Durante los siguientes diez meses, usando el sendero John Muir como un motivador extrínseco y mi misión de mejorarme como intrínseco, me forjé como un fuerte corredor de ultrafondo. Mi padre y yo nos aventuramos en todas partes, desde el noroeste del Pacífico al fondo del Gran Cañón, hasta nuestros senderos locales en la preparación.
Desde el momento en que comencé a correr, comencé mi transición del estilo de vida vegano de comida chatarra al estilo de vida basado en plantas, que me daría el combustible que más necesitaba.
Una parte vital de esos diez meses, junto con la carrera, fue concentrarme en lo que comía. Desde el momento en que comencé a correr, comencé mi transición del estilo de vida vegano de comida chatarra al estilo de vida basado en plantas, que me daría el combustible que más necesitaba. Me tomó mucho tiempo refinarlo, y todavía lo estoy refinando todos los días, pero el gran paso de eliminar el pan y los azúcares procesados me ha demostrado que alimentarse verdaderamente no es simplemente eliminar el consumo de productos de origen animal, sino no comer nada que te haga daño. Mi enfoque ha estado basado en la paz, no solo la paz con los animales, sino también la paz conmigo mismo. ¿Por qué me envenenaría con harinas procesadas, azúcares y productos químicos simplemente porque son “veganos”? Como cuando seguimos nuestros caminos más verdaderos, debes soltar lo que no te sirve. Yo digo que comas alimentos que te hagan sentir realizado, no que te llenen.
Entonces, con una preparación deliberada para abastecernos, el 15 de julio de 2015 nos pusimos en marcha en el sendero de John Muir, y ese día (exponencialmente más difícil que Philmont) se convirtió rápidamente en uno de los más arduos de mi vida. Las montañas de Sierra Nevada dan una buena paliza, de todas formas, pero como corredores de senderos estábamos acostumbrados a llevar un equipo mínimo y movernos relativamente rápido por el terreno. Incluso con una mochila extremadamente ligera, no estábamos acostumbrados a tener peso sobre nuestras espaldas. En últimas, esa sería nuestra perdición.
La aventura en el sendero de John Muir que vivimos mi padre y yo, de la cual hicimos 60 (96 km) de las 211 millas (339 km), puede parecer un fracaso para la mayoría. No completamos el trayecto que nos habíamos propuesto realizar. Sin embargo, no veo el fracaso como algo que me frene. Ese viaje, específicamente debido a su brutalidad y al hecho de que no terminamos, moldeó mi vida para siempre. Me dio una idea de lo que era capaz, tanto en grandes aventuras como en la vida cotidiana. Me permitió revelar aspectos de mí mismo que nunca supe que existían, lo que alimentó mis esfuerzos a futuro.
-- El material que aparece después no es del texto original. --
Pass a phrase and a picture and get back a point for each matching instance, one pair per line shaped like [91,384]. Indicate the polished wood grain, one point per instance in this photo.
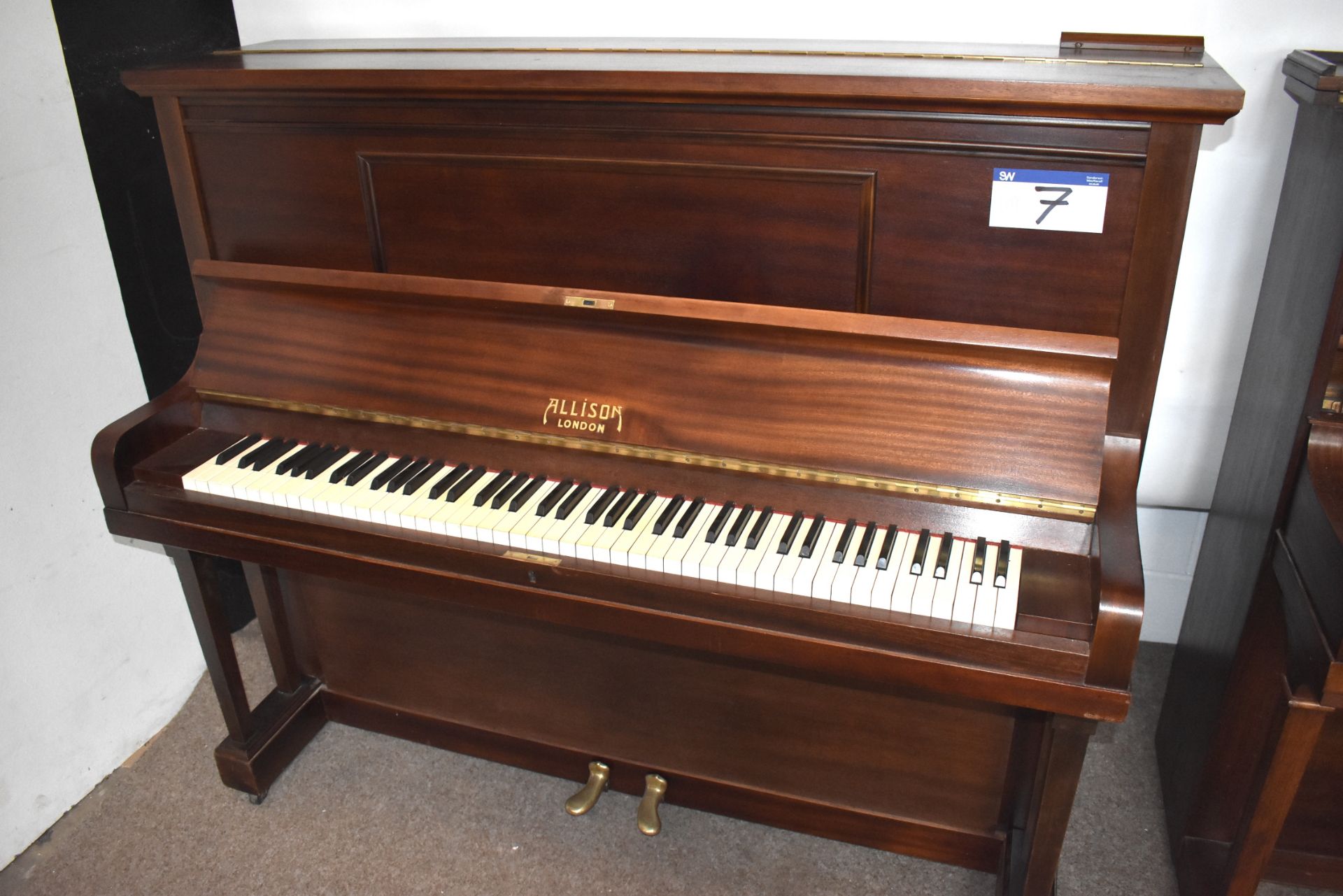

El fracaso y la incomodidad son maestros sabios, es vital recordar eso. Pero realmente aprendemos sus lecciones cuando seguimos adelante y nos negamos a rendirnos. Philmont y el sendero de John Muir fueron parte de un camino hacia el crecimiento personal que nunca esperé, y al apegarme a ese camino, finalmente pude completar la brutal y transformadora carrera Bryce Canyon 100 el año pasado. Ahora puedo anhelar la próxima aventura, sabiendo que tengo la fuerza para soportarla.